Authors Wu DF , Lin D, Lu F, Liao QC, Wu YJ, Wang Z, Yu K, Li WJ, Deng JL 

Received 22 July 2020

Accepted for publication 28 September 2020

Published 29 October 2020 Volume 2020:13 Pages 553—561

DOI https://doi.org/10.2147/PGPM.S273346

Checked for plagiarism Yes

Review by Single anonymous peer review

Peer reviewer comments 2

Editor who approved publication: Dr Martin H Bluth



Dong-Feng Wu,1,* Dan Lin,2,* Feng Lu,1 Qin-Chen Liao,1 Yu-Juan Wu,1 Zhou Wang,1 Kun Yu,1 Wei-Jun Li,1 Jin-Long Deng1

1Department of the Geriatric Cardiology, People’s Hospital of Guangxi Zhuang Autonomous Region, Nanning 530021, Guangxi, People’s Republic of China; 2Department of the First Comprehensive Clinic, The Affiliated Stomatology Hospital of Guangxi Medical University, Nanning 530021, Guangxi, People’s Republic of China

*These authors contributed equally to this work

Correspondence: Jin-Long Deng Department of the Geriatric Cardiology
People’s Hospital of Guangxi Zhuang Autonomous Region, 6 Taoyuan Road, Nanning 530021, Guangxi, People’s Republic of China
Email [email protected]

Background: Epidemiological studies have shown that there are sex differences in blood lipid levels and lipid responses to statins.

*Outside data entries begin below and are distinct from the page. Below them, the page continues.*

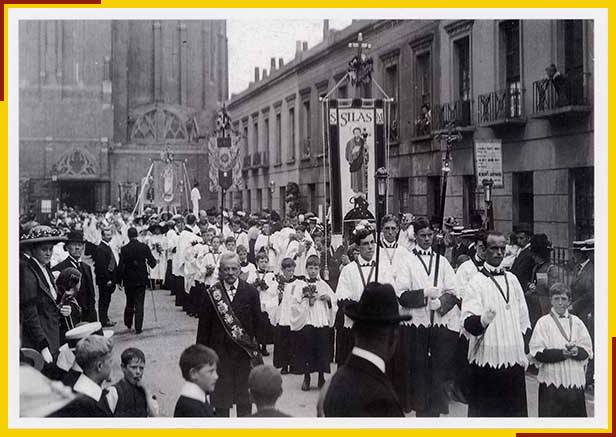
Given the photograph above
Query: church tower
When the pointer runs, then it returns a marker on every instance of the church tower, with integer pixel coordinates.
(101, 99)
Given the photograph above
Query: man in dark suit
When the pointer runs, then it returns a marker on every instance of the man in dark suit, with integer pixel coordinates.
(133, 274)
(105, 266)
(38, 310)
(583, 292)
(234, 364)
(524, 263)
(360, 388)
(94, 356)
(86, 296)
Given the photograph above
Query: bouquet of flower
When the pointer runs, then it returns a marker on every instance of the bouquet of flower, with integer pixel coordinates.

Previous studies have shown that the rs5888 single nucleotide polymorphism (SNP) in the scavenger receptor class B type 1 (SCARB1) gene is associated with serum lipid levels in a sex-specific manner. The present study was undertaken to detect the sex-specific influence of the SCARB1 rs5888 SNP on the serum lipid response to atorvastatin in patients with acute coronary syndrome (ACS) undergoing percutaneous coronary intervention (PCI).
Methods: A total of 158 unrelated ACS patients (108 males, 50 females) were enrolled, and all patients received atorvastatin 20 mg/daily after PCI. Genotyping of the rs5888 SNP was performed by polymerase chain reaction and direct sequencing. Serum lipid profiles were determined before treatment and after an average follow-up time of one year.
Results: The baseline serum total cholesterol (TC), low-density lipoprotein cholesterol (LDL-C), high-density lipoprotein cholesterol (HDL-C) and apolipoprotein (Apo)AI levels were higher in females than in males (P< 0.05). After treatment with atorvastatin, serum TC, LDL-C, and ApoB were decreased, and ApoAI was increased (P< 0.05). The effects of atorvastatin on serum lipid levels were different between males and females, and females had greater decreases in TC, LDL-C and ApoB levels than males (P< 0.05). The genotypic frequencies of the rs5888 SNP were not different between males and females. The atorvastatin response was not associated with the rs5888 SNP in males (P > 0.05). Nonetheless, in female individuals carrying the rs5888 T-allele, we observed a greater reduction in TC, LDL-C, and ApoB levels after the use of 20 mg/day atorvastatin (P< 0.05).
Conclusion: This study indicates that the SCARB1 rs5888 T-allele was associated with a greater reduction in serum TC, LDL-C, and ApoB after atorvastatin treatment in female patients with ACS undergoing PCI.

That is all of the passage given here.